Suppose $A \subset \mathbb{C}$ is a compact set and $ f_n: A \rightarrow \mathbb{C}$ is a sequence of continuous functions uniformly converging to $f$.
Suppose $f(z_0) = 0$ and $f(z) \ne 0$ when $z \ne z_0$. Observe that $f$ is continuous but not necessarily holomorphic in any open subset of $A$.
We define a sequence of functions $g_n: A \rightarrow \mathbb{C} $ given by $g_n(z) = |f_n(z)|^{1/n}$. With a limiting function being $g$.
What can we say - if anything - about the indeterminate $g(z_0)$.
My initial thoughts:
I thought $g(z) = 1 {z \in A, z \ne z_0}$ should be constant and therefore holomorphic and bounded in open punctured disk around $z_0$ and therefore we should be able to define $g(z_0) =1$ by Riemann’s Removable Singularity Theorem.
Then I wondered what would be the difference if we have $g_n(z) = f_n(z)^{1/\log(n)}$, $g_n(z) = f_n(z)^{1/\sqrt{n}}$, $g_n(z) = f_n(z)^{1/n^2}$, etc.
Is there a theorem that addresses this already?
Thanks in advance.
Suppose $\{a_n\}, \{b_n\}$ are sequences of real numbers with $a_n \to a$ and $b_n \to 0$ as $n \to 0$. Further suppose that all $a_n > 0$ and $a > 0$. Then
$$\lim_n a_n^{b_n} = 1$$
Because $a > 0$, there exists $N$ such that for $n \ge N, |a_n - a| < a/2$. Let $$0 < m < \min\left\{\frac a2, \frac 2{3a}, a_n, \frac 1{a_n}\mid n < N\right\}$$ and $$M > \max\left\{\frac {3a}2, \frac 2a, a_n, \frac 1{a_n}\mid n < N\right\}$$
Then we have that $m < a_n < M$ and also $m < 1/a_n < M$ for all $n$. Therefore $$m^{|b_n|} < a_n^{b_n} < M^{|b_n|}$$
But because $b_n \to 0$, so does $|b_n|$ and therefore by continuity of the exponential function, $$\lim_n m^{|b_n|} = \lim_n M^{|b_n|} = 1$$
By the squeeze theorem, $a_n^{b_n} \to 1$ also.
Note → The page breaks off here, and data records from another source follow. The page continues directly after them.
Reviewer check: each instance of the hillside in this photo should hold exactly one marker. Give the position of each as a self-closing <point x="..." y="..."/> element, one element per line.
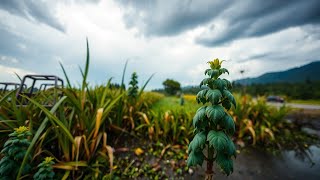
<point x="309" y="71"/>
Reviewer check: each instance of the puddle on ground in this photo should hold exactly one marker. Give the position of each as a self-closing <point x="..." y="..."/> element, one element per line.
<point x="255" y="164"/>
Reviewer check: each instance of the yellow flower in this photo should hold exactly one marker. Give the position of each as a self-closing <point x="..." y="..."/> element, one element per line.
<point x="215" y="64"/>
<point x="21" y="129"/>
<point x="48" y="159"/>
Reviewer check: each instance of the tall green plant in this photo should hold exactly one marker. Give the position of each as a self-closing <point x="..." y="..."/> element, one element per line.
<point x="213" y="125"/>
<point x="133" y="88"/>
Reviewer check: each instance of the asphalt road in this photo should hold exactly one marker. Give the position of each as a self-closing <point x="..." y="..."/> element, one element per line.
<point x="299" y="106"/>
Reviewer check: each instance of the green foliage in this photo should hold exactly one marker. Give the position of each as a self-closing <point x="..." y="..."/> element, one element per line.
<point x="171" y="86"/>
<point x="14" y="151"/>
<point x="133" y="88"/>
<point x="45" y="170"/>
<point x="213" y="124"/>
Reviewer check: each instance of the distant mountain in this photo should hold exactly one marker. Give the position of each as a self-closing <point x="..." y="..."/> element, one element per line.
<point x="309" y="71"/>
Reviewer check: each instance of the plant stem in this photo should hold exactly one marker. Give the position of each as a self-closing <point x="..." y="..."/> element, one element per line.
<point x="209" y="172"/>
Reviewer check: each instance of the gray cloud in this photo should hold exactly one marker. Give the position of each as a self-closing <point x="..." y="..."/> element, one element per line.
<point x="242" y="19"/>
<point x="269" y="17"/>
<point x="165" y="18"/>
<point x="39" y="11"/>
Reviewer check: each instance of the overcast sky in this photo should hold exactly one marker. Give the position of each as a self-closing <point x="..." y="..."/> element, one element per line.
<point x="173" y="38"/>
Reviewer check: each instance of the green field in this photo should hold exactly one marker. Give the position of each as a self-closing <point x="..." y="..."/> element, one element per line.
<point x="308" y="102"/>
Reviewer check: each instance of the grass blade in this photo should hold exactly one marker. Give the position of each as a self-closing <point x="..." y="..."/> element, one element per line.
<point x="38" y="133"/>
<point x="65" y="75"/>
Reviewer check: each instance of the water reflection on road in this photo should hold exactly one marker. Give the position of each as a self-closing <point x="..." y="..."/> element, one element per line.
<point x="255" y="164"/>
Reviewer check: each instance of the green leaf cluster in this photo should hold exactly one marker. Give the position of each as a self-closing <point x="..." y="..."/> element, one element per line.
<point x="133" y="88"/>
<point x="45" y="170"/>
<point x="213" y="125"/>
<point x="14" y="151"/>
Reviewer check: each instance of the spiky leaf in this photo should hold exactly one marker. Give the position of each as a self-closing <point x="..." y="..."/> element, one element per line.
<point x="213" y="96"/>
<point x="201" y="96"/>
<point x="213" y="73"/>
<point x="195" y="157"/>
<point x="229" y="85"/>
<point x="220" y="84"/>
<point x="215" y="113"/>
<point x="206" y="71"/>
<point x="218" y="140"/>
<point x="226" y="104"/>
<point x="228" y="124"/>
<point x="223" y="70"/>
<point x="199" y="116"/>
<point x="198" y="142"/>
<point x="225" y="163"/>
<point x="231" y="151"/>
<point x="228" y="94"/>
<point x="206" y="81"/>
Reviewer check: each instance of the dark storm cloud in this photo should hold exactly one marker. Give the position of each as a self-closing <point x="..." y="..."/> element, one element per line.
<point x="165" y="18"/>
<point x="242" y="19"/>
<point x="40" y="11"/>
<point x="32" y="10"/>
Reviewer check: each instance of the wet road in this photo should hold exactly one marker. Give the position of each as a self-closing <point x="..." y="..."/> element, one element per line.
<point x="299" y="106"/>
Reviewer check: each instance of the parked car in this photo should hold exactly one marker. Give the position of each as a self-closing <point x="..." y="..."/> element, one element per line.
<point x="275" y="99"/>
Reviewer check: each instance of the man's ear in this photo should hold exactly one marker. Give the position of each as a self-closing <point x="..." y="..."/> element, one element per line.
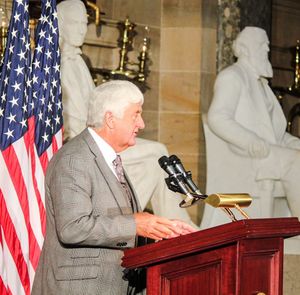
<point x="109" y="120"/>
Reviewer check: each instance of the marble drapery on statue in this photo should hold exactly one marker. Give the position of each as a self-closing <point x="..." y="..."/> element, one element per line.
<point x="140" y="161"/>
<point x="246" y="114"/>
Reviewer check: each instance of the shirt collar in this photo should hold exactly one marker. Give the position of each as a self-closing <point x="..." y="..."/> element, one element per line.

The condition $a_n > 0$ can be dropped, provided $b_n \ge 0$ or one doesn't mind a finite number of undefined values in the sequence $a_n^{b_n}$ (finite because $a > 0$ means that eventually $a_n > 0$). However, the condition $a > 0$ is required.
So your conditions about $f_n$ converging uniformly and compactness of the domain - or even the domain being in $\Bbb C$ do not matter. By simple pointwise convergence, if $g_n = f_n^{b_n}$, then $g(z) = 1$ for all $z$ with $f(z) > 0$.